Certainement les voyages! C’est la meilleure façon de s’inspirer, surtout lorsqu’on veut dessiner des caractères d’une langue étrangère, car il faut comprendre le contexte. Pour les études, la maîtrise m’a forcée à me lancer en typographie à 100% et enfin consacrer une année entière au dessin de caractères.

Est-ce que les rudimentaire stylo, crayon de plomb et règle font encore partie de vos outils de création?

Certainement, le crayon est mon outil de prédilection. Pour éviter de se limiter aux formes de bases dictées par l’ordinateur, il est primordial de dessiner à la main. Notre alphabet n’est pas composé de formes géométriques!

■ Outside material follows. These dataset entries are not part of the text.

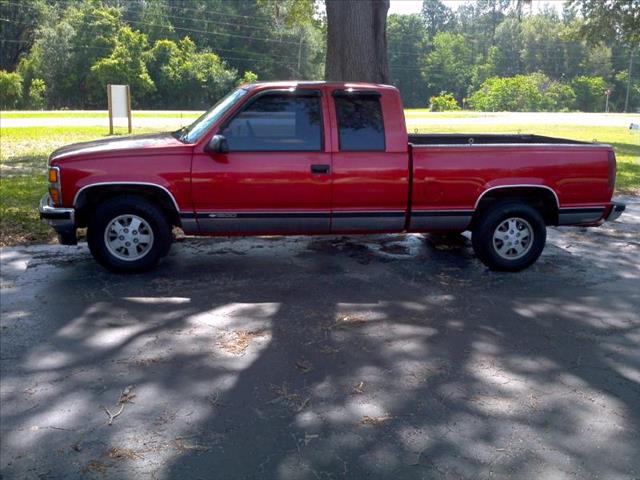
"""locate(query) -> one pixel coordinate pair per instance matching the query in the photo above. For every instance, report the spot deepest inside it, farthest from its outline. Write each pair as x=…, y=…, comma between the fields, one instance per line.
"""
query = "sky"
x=414, y=6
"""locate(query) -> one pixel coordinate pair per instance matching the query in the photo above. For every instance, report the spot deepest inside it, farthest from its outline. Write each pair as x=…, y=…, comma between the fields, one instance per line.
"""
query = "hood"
x=105, y=145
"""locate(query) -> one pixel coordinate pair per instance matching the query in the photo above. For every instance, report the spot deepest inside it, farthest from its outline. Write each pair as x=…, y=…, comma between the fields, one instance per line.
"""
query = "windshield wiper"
x=182, y=133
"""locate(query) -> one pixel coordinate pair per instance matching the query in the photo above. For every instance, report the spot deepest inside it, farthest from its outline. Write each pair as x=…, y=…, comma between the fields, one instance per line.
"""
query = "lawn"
x=24, y=152
x=98, y=114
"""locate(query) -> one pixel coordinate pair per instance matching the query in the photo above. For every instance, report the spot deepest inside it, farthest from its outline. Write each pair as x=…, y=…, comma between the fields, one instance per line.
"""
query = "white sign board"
x=119, y=98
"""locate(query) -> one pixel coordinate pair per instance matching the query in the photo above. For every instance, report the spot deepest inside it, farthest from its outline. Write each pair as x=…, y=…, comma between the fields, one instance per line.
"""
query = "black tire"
x=130, y=205
x=487, y=250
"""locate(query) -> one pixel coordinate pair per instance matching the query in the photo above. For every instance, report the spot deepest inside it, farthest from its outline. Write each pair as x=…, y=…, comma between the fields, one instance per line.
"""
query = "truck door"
x=370, y=179
x=276, y=176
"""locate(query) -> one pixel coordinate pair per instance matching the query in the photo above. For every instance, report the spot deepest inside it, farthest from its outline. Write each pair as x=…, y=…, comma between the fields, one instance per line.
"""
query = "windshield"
x=193, y=132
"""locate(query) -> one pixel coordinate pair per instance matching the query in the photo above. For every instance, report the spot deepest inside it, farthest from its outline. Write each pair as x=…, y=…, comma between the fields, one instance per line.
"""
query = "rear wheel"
x=128, y=234
x=509, y=236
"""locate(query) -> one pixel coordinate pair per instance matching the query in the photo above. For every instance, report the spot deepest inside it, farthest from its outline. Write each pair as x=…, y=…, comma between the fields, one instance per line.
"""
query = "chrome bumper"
x=616, y=211
x=61, y=219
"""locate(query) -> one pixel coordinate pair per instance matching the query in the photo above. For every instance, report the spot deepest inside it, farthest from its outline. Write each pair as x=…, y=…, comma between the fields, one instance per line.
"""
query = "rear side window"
x=360, y=124
x=277, y=122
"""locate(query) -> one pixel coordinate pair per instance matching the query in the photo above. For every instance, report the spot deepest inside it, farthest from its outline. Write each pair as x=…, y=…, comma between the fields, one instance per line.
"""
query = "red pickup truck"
x=323, y=158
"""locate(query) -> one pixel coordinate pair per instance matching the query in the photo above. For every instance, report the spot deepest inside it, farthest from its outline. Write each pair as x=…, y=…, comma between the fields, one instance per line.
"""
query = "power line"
x=193, y=30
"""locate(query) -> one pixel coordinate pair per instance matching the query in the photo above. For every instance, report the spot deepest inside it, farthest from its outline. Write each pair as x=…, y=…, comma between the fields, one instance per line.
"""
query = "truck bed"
x=486, y=139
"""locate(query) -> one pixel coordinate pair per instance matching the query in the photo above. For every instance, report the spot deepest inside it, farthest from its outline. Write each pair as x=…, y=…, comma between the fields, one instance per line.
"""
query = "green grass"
x=24, y=153
x=95, y=114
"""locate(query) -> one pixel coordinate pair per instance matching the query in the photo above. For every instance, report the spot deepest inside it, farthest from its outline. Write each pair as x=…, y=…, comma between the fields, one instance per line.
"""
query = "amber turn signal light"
x=53, y=175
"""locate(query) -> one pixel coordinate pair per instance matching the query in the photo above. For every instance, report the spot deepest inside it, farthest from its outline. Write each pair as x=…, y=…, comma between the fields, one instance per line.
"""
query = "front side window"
x=360, y=124
x=193, y=132
x=277, y=122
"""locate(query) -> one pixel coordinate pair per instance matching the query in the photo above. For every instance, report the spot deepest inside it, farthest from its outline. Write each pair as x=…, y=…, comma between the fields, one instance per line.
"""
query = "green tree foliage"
x=449, y=65
x=124, y=66
x=10, y=89
x=589, y=93
x=437, y=17
x=20, y=22
x=443, y=103
x=407, y=40
x=529, y=93
x=247, y=77
x=185, y=78
x=37, y=90
x=186, y=53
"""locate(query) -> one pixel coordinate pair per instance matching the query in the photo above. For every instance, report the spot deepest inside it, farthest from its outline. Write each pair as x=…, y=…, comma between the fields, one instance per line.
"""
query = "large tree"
x=357, y=41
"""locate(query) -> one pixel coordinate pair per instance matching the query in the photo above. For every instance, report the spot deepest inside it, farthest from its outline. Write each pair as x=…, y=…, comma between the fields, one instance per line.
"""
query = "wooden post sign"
x=119, y=99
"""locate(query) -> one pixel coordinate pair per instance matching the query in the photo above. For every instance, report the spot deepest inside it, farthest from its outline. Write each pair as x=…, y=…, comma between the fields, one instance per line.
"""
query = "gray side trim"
x=440, y=220
x=367, y=221
x=230, y=225
x=519, y=185
x=146, y=184
x=578, y=216
x=189, y=225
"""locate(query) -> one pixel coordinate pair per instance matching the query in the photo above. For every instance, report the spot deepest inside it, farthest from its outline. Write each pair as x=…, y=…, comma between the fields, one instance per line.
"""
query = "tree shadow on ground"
x=337, y=357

Je travaille beaucoup en itération. Je commence par une première esquisse rapide, puis je retrace sur une nouvelle feuille en corrigeant à chaque nouvelle version. Finalement, je passe à l’ordinateur pour la version définitive.

Vous êtes cofondateur de la fonderie typographique montréalaise Coppers and Brasses. Parlez-nous des défis de lancer une entreprise vouée à la création de fontes.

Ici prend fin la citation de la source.